The Unfortunate is someone who knows the darkness is coming, and worse knows that they’re the key to ending the world. They Never Hesitate to do things like Act To Comfort Another, Ignore A Side Character, and Tell Yourself A Harm Is Good. They have to spend MCE to do things like Join A Scene Unnoticed, Speak A Dark Truth, and Admit to Someone You Can’t Do It Alone. They gain MCE by doing things like choosing to Ignore Your Sexual Needs, Lie to Make the Darkness Seem Lesser, and Exhaust Yourself Caring For Others. They start with the Exceptional Move Deflect Duel, which lets them try to ask someone else to take their place in a duel. To ask a Main Character they have to offer a MCE in exchange; a Side Character who is asked automatically accepts, but then the Unfortunate has to choose to let the darkness make a Cold move or transfer a Label to the Side Character. Another Exceptional Move is Unending Love Affair, declaring another character to be your love: you don’t have to offer them a MCE when they are selected for Deflect Duel, when they tag one of your labels they automatically Break the Barrier,  and if they die in a duel the winner becomes your new love. Not twisted enough? “You are not required to feel love for your love.”

The Witch is someone who grew up with a different kind of darkness, something that made them judged from before they even knew themself, capable of bending reality. They Never Hesitate to do things like Justify Unfair Change, Cede A Duel, and Steal in Secret. They spend MCE to do things like Stand Up For Who You Are, Trust Someone Else to Aid You, and Push Past The Limits of Who You Think You Are. They can gain MCE by doing things like Flirt With Someone Who Ignored You, Trauma Dump on Someone, and Take an Obviously Dangerous Action Alone. They start with the Exceptional Move Shadow Weaving, rolling plus MCE when you tap into the darkness, casting a spell to change reality (i.e. get to use a facilitator Cold move). On a Success you immediately text someone about it, on a Miss you still manage it but it’s messy with additional consequences, and if you Break the Barrier the darkness supercharges your spell with a Cruel move. They might also gain Arcane Duel, which first of all adds Declare a Duel to the Never Hesitate To options for Everyday Moves. During the actual duel, you can roll + Labels if you’re disguising your magic and + MCE if you’re being obvious about it. A success forces your opponent to mark a hit box and asks them to cede, a miss makes you describe how you fail and triggers a Cold move. Breaking the Barrier? Your opponent fills a hit box and you gain one MCE, and then you choose: the darkness either gets to make a Side Character notice you – like notice you notice you, the darkness makes a Cruel move against someone it perceives to be your enemy, or you heal 1 and the darkness uses a Cruel move to change the world.


Last Kiss keeps encouraging you to be messy, to be a little uncomfortable, to be a bit transgressive.
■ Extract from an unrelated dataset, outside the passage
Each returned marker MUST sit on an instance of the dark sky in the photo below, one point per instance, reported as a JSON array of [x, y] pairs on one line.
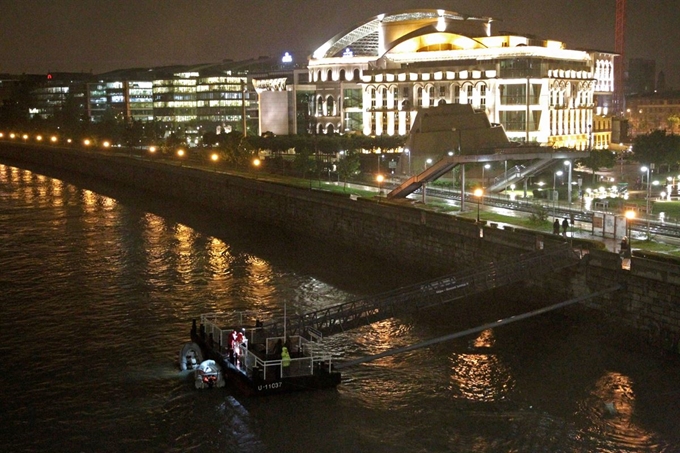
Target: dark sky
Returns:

Go back and read all of those examples if you need to, because all of the mechanical and writing choices I’m seeing here seem well-suited to enabling exactly what the game is telling us it wants. We keep saying we want more devastating games, and Last Kiss looks primed to deliver.

$15 will get you the PDF, as well as immediate access to the Quickstart rules that cover everything I wrote about here and more, including the rules for a one-shot. $30 will toss in the physical version. There are some extra pledge tiers (and add-on options) for getting every PDF Luck of the Harbor offers from Ace Adventure to Warrenguard, a retailer option, and a play-a-game-with-Brian-and-get-your-name-in-the-book. Stretch goals include adding more main character types (two already!), a new town example town, rules for making a town of your own, and additional art. The crowdfunding for Last Kiss on Backerkit will end on Dec 1, 2025 at 3:01pm EST.

Everything is Hopeless. Darkness is encroaching. The end is inevitable. but… you get to decide what makes the story worth telling anyway.